Mr Wells fairly acknowledges that there is a difference between the usual position of a professional and his or her client and that of a liquidator and a company, so far as the liquidator controls the company's action while in office: Sydlow Pty Ltd (in liq) v TG Kotselas Pty Ltd (1996) 65 FCR 234; 144 ALR 159; 20 ACSR 47 at 52. Nonetheless, Mr Wells refers to the acceptance, in the case law concerning solicitors, that internal records and memoranda of a solicitor can be property of the solicitor where created for the solicitor's own benefit and not the benefit of his or her client: Wentworth v De Montfort (1988) 15 NSWLR 348. Mr Wells also refers to the observation of Brennan CJ in Breen v Williams [1996] HCA 57; (1996) 186 CLR 71 at 80 that:
"Documents prepared by a professional person to assist the professional person to perform his or her professional duties are not the property of the lay client; they remain the property of the professional."
Mr Wells points out that the same view was taken in respect of an auditor's working papers in Chantrey Martin (a firm) v Martin [1953] 2 QB 286, to which Brennan CJ referred in Breen v Williams above.
Mr Wells submits that those principles have the consequence that document numbers 176 (property checklist and decision sheet), 189 (schedule analysis of offers) and 270 (schedule summary of valuation), to which I will refer further below, were prepared by Mr Louttit for his benefit to enable him to conduct the winding up of SCW. I do not accept that conclusion follows.

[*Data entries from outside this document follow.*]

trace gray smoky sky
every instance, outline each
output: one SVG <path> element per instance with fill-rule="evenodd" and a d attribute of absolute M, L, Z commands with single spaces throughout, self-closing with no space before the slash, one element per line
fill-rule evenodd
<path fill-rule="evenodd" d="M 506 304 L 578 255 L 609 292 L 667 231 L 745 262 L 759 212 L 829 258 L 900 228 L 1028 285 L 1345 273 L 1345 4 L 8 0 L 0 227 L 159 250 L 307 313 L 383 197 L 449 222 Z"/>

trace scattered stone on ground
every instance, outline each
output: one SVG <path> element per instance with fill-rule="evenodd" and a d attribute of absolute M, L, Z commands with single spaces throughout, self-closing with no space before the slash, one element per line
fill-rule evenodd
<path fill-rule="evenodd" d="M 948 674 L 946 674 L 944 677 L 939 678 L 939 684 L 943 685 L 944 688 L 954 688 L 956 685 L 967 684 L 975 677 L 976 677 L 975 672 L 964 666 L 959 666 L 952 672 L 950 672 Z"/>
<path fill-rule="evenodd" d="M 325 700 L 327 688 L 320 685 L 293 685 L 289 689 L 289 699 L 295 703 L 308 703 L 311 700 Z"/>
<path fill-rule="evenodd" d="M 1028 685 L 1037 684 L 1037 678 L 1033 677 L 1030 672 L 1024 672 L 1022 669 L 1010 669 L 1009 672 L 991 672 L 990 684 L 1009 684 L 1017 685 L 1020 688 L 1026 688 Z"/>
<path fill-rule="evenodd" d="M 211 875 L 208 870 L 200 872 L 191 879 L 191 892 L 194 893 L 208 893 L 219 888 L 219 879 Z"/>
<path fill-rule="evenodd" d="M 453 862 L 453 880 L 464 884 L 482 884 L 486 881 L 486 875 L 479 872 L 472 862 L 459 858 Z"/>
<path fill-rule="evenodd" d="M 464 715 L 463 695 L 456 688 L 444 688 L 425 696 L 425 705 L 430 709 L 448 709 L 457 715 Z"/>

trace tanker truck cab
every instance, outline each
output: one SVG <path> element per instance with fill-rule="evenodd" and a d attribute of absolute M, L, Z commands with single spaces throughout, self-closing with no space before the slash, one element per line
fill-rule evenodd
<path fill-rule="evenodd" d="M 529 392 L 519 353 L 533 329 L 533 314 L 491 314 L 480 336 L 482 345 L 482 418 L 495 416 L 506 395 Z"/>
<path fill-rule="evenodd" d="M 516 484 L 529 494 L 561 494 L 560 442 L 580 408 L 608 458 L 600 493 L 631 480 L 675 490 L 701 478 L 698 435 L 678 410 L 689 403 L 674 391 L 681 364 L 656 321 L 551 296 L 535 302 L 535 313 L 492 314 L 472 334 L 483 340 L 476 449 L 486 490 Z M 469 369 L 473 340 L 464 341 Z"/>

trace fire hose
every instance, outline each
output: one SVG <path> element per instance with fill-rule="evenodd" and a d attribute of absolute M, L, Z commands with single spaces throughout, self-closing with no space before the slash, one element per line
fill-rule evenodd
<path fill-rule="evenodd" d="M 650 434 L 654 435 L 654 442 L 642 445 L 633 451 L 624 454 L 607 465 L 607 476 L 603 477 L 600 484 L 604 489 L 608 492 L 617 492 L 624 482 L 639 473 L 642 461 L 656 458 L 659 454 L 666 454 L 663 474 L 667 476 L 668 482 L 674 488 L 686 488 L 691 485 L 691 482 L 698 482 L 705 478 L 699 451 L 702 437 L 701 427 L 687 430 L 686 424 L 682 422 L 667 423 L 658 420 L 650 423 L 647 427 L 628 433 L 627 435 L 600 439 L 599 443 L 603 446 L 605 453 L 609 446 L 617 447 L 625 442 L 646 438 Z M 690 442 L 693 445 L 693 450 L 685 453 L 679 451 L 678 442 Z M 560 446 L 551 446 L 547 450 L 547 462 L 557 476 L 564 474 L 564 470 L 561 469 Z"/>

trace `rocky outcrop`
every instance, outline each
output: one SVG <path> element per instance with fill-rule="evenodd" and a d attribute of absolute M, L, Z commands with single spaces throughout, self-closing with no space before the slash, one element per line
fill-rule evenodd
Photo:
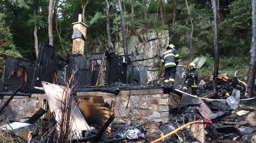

While those documents were prepared during the winding up of SCW, it seems to me that they were prepared for the purposes of the conduct of SCW's business and not for any personal or private purpose of Mr Louttit and, had they not been prepared by Mr Louttit or his staff where SCW was in liquidation, they would likely have been prepared by a director, employee or adviser to SCW in conducting a careful sale of its property. That matter supports a characterisation of those documents as SCW's property rather than Mr Louttit's property, and distinguishes them from a document prepared by Mr Louttit in performing his statutory functions as a liquidator or for his or her personal benefit, which would not have been prepared by a company officer, employee or adviser in the ordinary course.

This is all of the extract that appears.